Murphy is skeptic when it comes to new gun laws being pushed through the Michigan legislature.
A week and a half ago, the Livingston County Board of commissioners reaffirmed it’s stance on being a “sanctuary county,” meaning they “encourage” and “respect the right to bear arms.”
“They can pass the resolution saying what their position is however, they cannot direct my men and women or my office on what to do,” said Murphy.
He has expressed his concern with the boards overreach but didn’t entirely disagree with their ideals.
“One of the comments that I made was that I was not going to enforce any red flag laws, because I thought they were unconstitutional. And that’s what seemed to get everybody fired up,” said Murphy.

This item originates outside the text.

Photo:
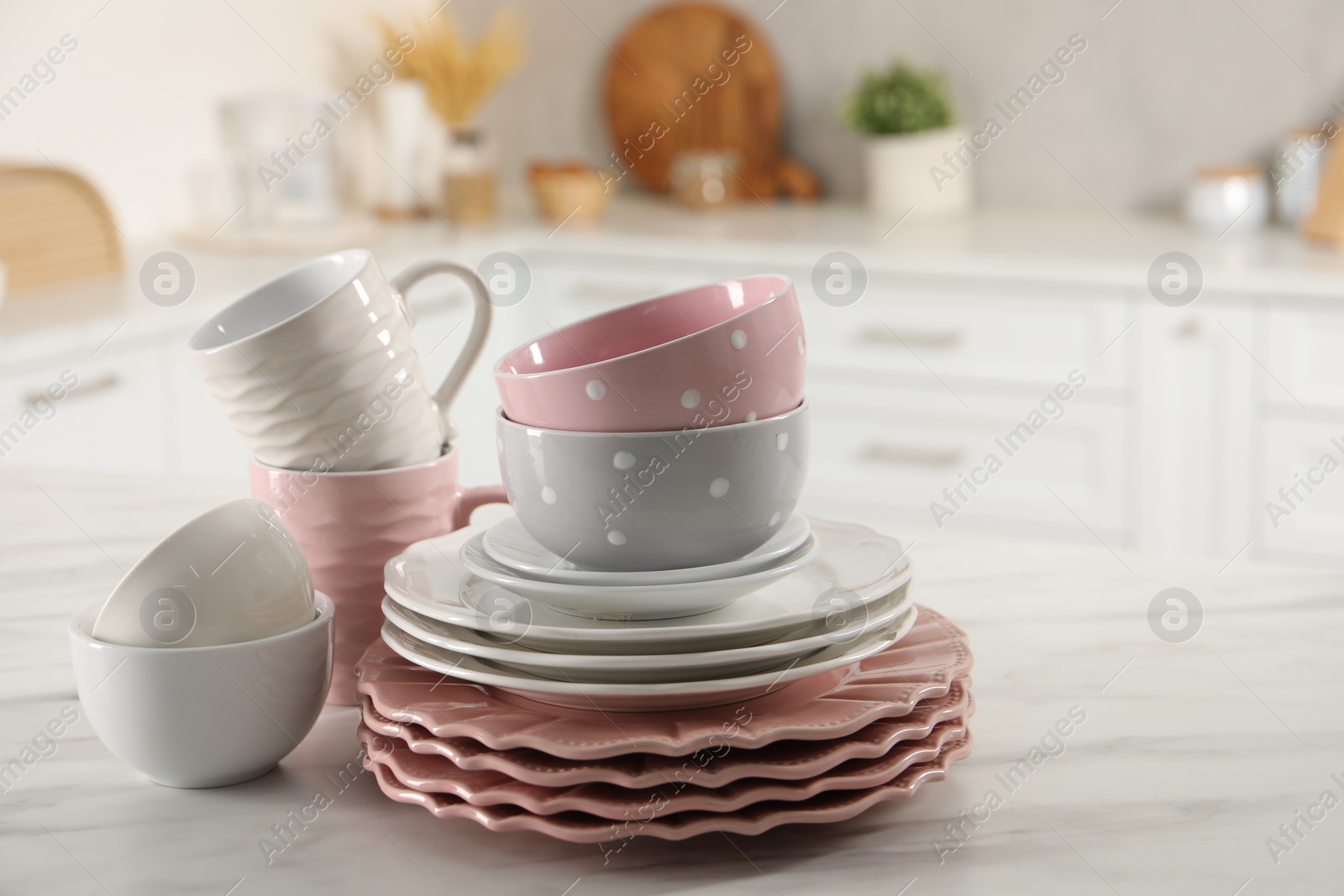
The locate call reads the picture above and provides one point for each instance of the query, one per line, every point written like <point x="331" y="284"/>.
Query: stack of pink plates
<point x="487" y="705"/>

He said, as the laws are stated, they are “ripe for abuse” and cited when personal protection orders were first introduced in the state.
“We had judges that would sign PPOs you know on the spot without even really looking at them a lot of times,” the Sheriff said.
He says we could see a similar trend with red flag laws.
The sheriffs office has the “right to discretion” and the people of the county decide what his department will do.
“The 200,000 people in this county, not all of them of course, but the majority of them don’t want our resources spent enforcing things that are going to end up being unconstitutional.”